Michelle plopped herself down in a chair.
“Who the hell does she know to get invited here by herself?” asked the computer nurse, suppressing a yawn. “She looks like a Goddamn LPN or something. She doesn’t even have a pin or a cap. And that uniform! It looks like she’s been wearing it for six months.”
“I haven’t the slightest idea who she knows. I got a call from the director saying that she was coming and that we were to let her in and entertain her. I was to call Herr Direktor when she arrived. Do you think there’s some hanky-panky going on?”
The computer nurse laughed.
“Do me a favor,” continued Michelle, “and punch in the name of Sean Berman. He was a Memorial referral. I need his patient number and location.”
The computer nurse began to key in the information. “On our next shift, you can be the computer-sitter while I float. Playing with this machine is starting to drive me up the wall.”
“Gladly. The only break in the routine of floater for the past week has been this visitor. A year ago, if someone told me I would be tending a hundred intensive-care patients myself, I’d have laughed in his face.”
One of the display screens flashed: Berman, Sean. Age 33, sex male, race Caucasian. Diagnosis: cerebral brain death secondary to anesthetic complications. Sample number 323 B4. STOP.
The nurse keyed Sample number 323 B4 back into the computer.
The guard at the other end of the room slouched over, watching the monitors as usual, as he had been doing for two hours since his last break, as he had been doing for almost a year.
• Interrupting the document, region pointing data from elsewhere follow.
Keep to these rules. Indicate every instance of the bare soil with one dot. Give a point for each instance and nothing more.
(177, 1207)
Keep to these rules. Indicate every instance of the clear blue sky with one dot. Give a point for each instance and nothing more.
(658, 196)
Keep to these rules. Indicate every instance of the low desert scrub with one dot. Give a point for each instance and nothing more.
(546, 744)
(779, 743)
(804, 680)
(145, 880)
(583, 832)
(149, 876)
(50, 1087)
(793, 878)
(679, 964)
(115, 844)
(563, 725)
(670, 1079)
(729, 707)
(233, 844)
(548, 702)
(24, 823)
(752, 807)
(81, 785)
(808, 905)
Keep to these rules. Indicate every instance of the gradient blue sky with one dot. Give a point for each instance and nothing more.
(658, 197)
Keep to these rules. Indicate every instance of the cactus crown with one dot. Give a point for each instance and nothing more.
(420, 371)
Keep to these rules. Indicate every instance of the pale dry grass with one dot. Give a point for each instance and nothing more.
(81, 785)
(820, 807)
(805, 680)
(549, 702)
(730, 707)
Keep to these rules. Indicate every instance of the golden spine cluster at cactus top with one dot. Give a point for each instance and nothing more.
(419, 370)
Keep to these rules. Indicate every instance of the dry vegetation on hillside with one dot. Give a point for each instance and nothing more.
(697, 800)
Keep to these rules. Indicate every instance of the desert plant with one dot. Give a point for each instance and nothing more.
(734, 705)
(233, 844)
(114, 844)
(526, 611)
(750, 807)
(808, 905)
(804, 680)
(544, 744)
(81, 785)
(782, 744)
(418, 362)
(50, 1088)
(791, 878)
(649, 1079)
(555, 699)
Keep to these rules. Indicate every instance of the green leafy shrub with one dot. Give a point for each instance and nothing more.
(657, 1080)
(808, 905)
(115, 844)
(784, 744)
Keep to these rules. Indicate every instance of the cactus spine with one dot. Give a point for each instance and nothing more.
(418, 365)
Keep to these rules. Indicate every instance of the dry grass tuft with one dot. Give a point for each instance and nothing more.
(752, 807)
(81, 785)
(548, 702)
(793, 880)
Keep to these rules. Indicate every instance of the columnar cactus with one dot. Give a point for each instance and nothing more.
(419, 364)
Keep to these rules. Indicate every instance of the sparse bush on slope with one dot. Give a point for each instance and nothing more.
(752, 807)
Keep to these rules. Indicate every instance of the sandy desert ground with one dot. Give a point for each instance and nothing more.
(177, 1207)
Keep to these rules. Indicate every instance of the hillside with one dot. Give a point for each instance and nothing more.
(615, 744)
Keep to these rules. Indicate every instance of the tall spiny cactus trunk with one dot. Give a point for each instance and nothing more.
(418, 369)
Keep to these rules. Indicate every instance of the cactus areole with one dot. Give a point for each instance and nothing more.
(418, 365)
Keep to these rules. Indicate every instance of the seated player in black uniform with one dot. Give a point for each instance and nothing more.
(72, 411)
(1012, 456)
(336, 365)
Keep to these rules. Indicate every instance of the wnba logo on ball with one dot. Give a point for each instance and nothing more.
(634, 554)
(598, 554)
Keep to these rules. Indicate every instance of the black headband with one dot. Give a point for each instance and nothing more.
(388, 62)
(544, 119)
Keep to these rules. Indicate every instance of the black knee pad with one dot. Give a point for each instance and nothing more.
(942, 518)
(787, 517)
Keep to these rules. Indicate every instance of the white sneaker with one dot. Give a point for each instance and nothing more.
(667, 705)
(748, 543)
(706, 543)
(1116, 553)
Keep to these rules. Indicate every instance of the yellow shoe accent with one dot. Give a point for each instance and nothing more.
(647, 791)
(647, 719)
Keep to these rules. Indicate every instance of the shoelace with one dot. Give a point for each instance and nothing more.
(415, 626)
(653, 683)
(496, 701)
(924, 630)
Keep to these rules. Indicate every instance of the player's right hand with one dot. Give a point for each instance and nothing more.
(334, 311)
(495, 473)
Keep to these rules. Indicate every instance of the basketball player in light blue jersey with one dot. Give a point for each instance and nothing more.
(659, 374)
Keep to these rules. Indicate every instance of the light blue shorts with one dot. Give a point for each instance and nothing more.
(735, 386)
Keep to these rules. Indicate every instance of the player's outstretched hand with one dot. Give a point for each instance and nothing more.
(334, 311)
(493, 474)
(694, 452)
The picture of the main ward appeared on screen number 15; moving as the video camera slowly panned from one end of the huge room to the other. The dangling nude patients held no interest for the guard. He was finally accustomed to the gruesome scene. Automatically screen number 15 shifted to the intensive-care visitors’ ward as its camera started to scan.
The guard sat up suddenly, looking at the screen of number 15. He reached for the manual mode switch and returned the scan to the main ward. The video camera scanned the enormous room again.
“The visitor is no longer in the main ward!” said the guard.
Michelle turned from the computer display screen and squinted to see screen number 15 of the monitor, “No?